This is quite similar to #17414.

Interesting to see that this is happening on AMD, however.

orlp commented 2 months ago

We looked into it further and have narrowed it 100% down to our use of jemallocator. The following toy example shows exactly the same slowdown we see when using Polars, and no slowdown when jemallocator is commented out. time indicates that when jemallocator is used almost all of the time is not spent in userland but rather in the system, indicating it is either expensive kernel calls that jemallocator makes, or extra page faults that jemallocator causes.

#[global_allocator]
static ALLOC: jemallocator::Jemalloc = jemallocator::Jemalloc;

fn sub_one(x: &[f64]) -> Vec<f64> {
    x.iter().map(|x| *x - 1.0).collect()
}

fn main() {
    let v = vec![0.0; 1_000_000];
    let start = std::time::Instant::now();
    for _ in 0..10_000 {
        std::hint::black_box(sub_one(std::hint::black_box(&v)));
    }
    dbg!(start.elapsed() / 10_000);
}

We will have to figure out if this is something we can resolve by configuring jemalloc or whether we need to switch to a different allocator altogether.
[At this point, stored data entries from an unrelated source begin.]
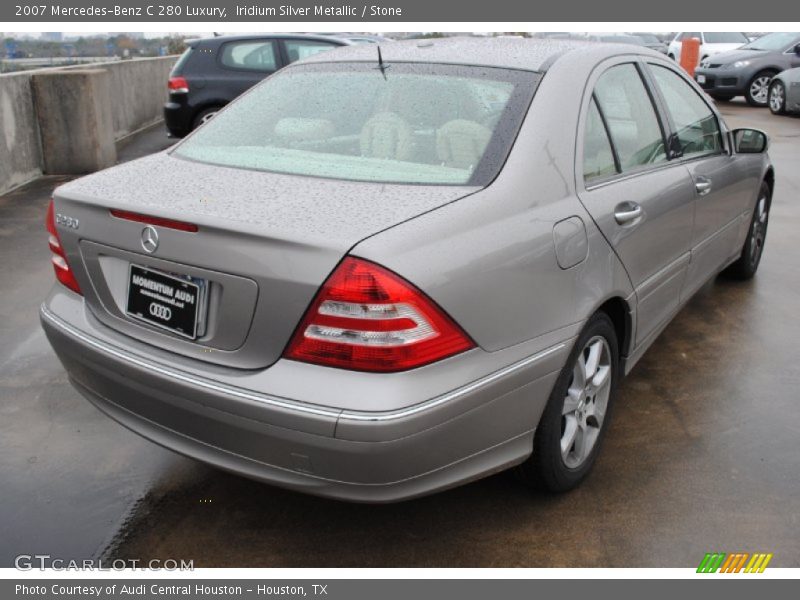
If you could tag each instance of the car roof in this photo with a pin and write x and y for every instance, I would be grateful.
(512, 53)
(260, 36)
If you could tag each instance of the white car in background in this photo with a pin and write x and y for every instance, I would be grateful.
(710, 43)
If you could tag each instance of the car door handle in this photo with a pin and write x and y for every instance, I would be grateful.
(627, 212)
(703, 186)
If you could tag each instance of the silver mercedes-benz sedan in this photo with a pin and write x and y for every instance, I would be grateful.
(379, 274)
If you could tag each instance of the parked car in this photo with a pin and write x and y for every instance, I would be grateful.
(374, 279)
(748, 71)
(652, 41)
(784, 92)
(358, 38)
(711, 43)
(616, 38)
(214, 71)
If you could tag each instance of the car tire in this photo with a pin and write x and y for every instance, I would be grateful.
(549, 468)
(777, 98)
(746, 265)
(757, 91)
(204, 115)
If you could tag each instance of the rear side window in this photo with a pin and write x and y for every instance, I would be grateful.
(181, 62)
(300, 49)
(631, 119)
(598, 157)
(254, 55)
(695, 124)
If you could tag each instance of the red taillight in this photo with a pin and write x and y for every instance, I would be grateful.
(366, 318)
(178, 84)
(59, 259)
(149, 220)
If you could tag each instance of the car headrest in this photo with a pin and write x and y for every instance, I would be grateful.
(461, 143)
(386, 135)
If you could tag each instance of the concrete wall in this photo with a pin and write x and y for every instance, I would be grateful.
(137, 94)
(20, 148)
(138, 91)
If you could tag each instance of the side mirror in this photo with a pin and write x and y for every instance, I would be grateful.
(750, 141)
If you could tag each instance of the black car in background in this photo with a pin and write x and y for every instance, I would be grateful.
(214, 71)
(652, 41)
(748, 71)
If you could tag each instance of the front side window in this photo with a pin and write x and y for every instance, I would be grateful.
(775, 42)
(695, 124)
(256, 55)
(411, 123)
(632, 123)
(726, 37)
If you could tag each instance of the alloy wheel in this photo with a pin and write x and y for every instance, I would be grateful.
(776, 98)
(586, 402)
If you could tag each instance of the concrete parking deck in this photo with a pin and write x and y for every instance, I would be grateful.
(703, 453)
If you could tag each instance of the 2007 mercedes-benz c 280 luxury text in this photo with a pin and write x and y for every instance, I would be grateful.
(379, 274)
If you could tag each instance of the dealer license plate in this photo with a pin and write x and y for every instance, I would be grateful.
(166, 301)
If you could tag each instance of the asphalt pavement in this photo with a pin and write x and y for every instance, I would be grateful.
(703, 453)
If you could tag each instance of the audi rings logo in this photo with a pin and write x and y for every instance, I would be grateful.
(159, 311)
(149, 239)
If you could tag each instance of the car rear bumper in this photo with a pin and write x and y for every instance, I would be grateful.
(480, 428)
(716, 81)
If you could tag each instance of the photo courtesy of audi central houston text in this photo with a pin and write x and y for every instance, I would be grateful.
(374, 271)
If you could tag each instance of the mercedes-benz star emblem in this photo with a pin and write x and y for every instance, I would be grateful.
(150, 239)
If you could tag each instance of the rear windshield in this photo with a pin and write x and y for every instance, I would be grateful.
(407, 123)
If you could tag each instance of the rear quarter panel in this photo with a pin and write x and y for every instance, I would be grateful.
(489, 259)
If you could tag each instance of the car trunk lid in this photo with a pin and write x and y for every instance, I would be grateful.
(264, 244)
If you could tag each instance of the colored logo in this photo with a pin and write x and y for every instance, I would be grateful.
(738, 562)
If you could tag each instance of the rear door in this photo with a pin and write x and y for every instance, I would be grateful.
(723, 183)
(640, 200)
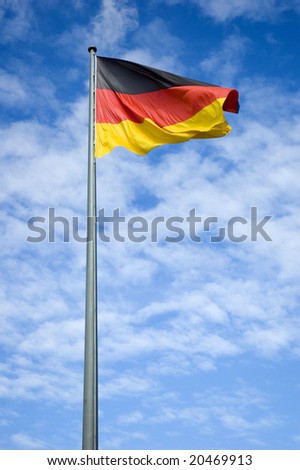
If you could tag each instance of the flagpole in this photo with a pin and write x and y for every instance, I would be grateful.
(90, 389)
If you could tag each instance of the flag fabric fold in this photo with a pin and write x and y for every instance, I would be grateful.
(140, 107)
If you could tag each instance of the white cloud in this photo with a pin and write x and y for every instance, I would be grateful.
(16, 18)
(256, 10)
(108, 29)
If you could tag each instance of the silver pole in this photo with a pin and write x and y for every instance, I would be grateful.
(90, 392)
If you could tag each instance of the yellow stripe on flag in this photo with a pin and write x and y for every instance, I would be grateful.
(140, 138)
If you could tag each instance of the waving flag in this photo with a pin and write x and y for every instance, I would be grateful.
(140, 107)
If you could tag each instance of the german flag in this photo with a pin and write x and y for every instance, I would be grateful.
(140, 107)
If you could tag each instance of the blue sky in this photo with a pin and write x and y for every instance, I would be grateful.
(198, 342)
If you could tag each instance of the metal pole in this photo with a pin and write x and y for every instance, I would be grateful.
(90, 392)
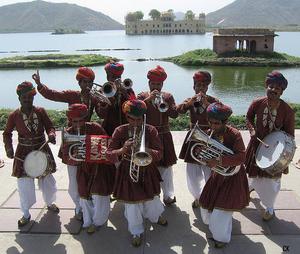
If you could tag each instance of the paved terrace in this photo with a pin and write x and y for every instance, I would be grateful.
(59, 234)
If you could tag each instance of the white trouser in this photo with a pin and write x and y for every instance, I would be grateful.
(73, 187)
(167, 185)
(95, 211)
(27, 195)
(267, 190)
(196, 176)
(135, 213)
(219, 222)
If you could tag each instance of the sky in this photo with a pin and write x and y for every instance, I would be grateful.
(119, 8)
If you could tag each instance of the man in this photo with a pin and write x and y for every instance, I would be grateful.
(30, 122)
(105, 111)
(224, 194)
(137, 186)
(85, 77)
(95, 180)
(160, 107)
(197, 174)
(267, 114)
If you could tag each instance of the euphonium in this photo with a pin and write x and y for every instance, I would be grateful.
(139, 158)
(126, 83)
(207, 148)
(160, 103)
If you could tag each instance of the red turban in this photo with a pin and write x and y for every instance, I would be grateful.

orlp commented 2 months ago

Ok, we figured out that the slowdown is caused by page faults that the default jemalloc options causes.

Setting the jemalloc option muzzy_decay_ms to -1 to disable MADV_DONTNEED entirely solves the issue, but might cause overly large memory usage statistics to be reported on some machines (since only MADV_FREE will be emitted and not MADV_DONTNEED).

Strangely enough, setting muzzy_decay_ms to a finite value like 1000 for 1 second delay still causes the problem, even if there isn't a second delay between accesses. I reported the issue to jemalloc here: https://github.com/jemalloc/jemalloc/issues/2688.

ritchie46 commented 2 months ago

Can people try setting _RJEM_MALLOC_CONF="background_thread:true,dirty_decay_ms:500,muzzy_decay_ms:-1" before Polars is imported. This will resolve the issue. I am curious how memory behavior is for your use cases.